There was a significant difference in LWE between the symptomatic and asymptomatic participants (P<0.0001) with 80% of the symptomatic subjects showing lid-wiper staining when compared to asymptomatic participants (13%). Of the symptomatic subjects, 20% showed no LWE; Grade 1 LWE=26.6%; Grade 2 LWE= 36.6%; and Grade 3 LWE= 16.6%. The majority of the asymptomatic subjects, exhibited no staining (87%). The remaining participants showed variable grades of LWE (Grade 1= 9%; Grade 2=3%; Grade 3= 1%). Some participants exhibited staining with only one dye and not the other.
This study was the first to describe a clinical condition called lid-wiper epitheliopathy. It appears that vital dyes are useful in determining the status of LWE. As the lid wiper region involves both conjunctival tissue and stratified squamous epithelium, Korb et al. have chosen to use both fluorescein and rose bengal dyes in this study although they possess different staining properties. Recent studies have also shown that lissamine green stain is useful to visualize LWE.3,4
LWE has been observed in contact lens and non-contact lens wearers. It is however necessary to understand the potential cellular mechanisms that may be involved in lid wiper staining. There is a lack of research to fully support the mechanisms involved in the interaction of the wiper region with the ocular surface and or/contact lens. Staining of the lid wiper region may occur due to a multitude of reasons, including the lid-contact lens surface interactions, altered quality and quantity of tears that sandwich between the lid wiper region and contact lens surface and more complex interactions, which remain to be investigated. Hence it is important to note that further work is required to establish the causative mechanisms of lid wiper staining in contact lens wearers and non-contact lens wearers who are symptomatic and asymptomatic of dry eye and its relationship to symptoms and other signs of ocular dryness. It would also be of interest to study LWE in individuals wearing specific lens types, with different wearing periods and care regimens.

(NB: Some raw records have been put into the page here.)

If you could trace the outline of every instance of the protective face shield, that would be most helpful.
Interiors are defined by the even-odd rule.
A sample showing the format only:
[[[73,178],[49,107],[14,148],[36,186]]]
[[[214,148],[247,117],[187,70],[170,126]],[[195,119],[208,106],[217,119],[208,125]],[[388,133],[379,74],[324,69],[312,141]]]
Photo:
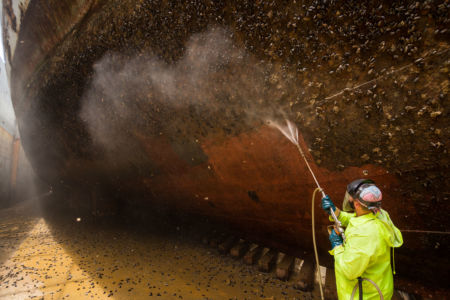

- Parsons J. Pathology of the Eye. Vol 1. London: Hodder and Stoughton; 1904:1-35.
- Korb DR, Greiner JV, Herman JP, et al.. Lid-wiper epitheliopathy and dry-eye symptoms in contact lens wearers. CLAO J 2002;28(4):211-216.
- Varikooty J, Srinivasan S, Jones L. Atypical manifestation of upper lid margin staining in silicone hydrogel lens wearers with symptoms of dry eye. Cont Lens Anterior Eye 2008;31(1):44-46.
- Pult H, Murphy PJ, Purslow C. A novel method to predict the dry eye symptoms in new contact lens wearers. Optom Vis Sci 2009;86(9):E1042-1050.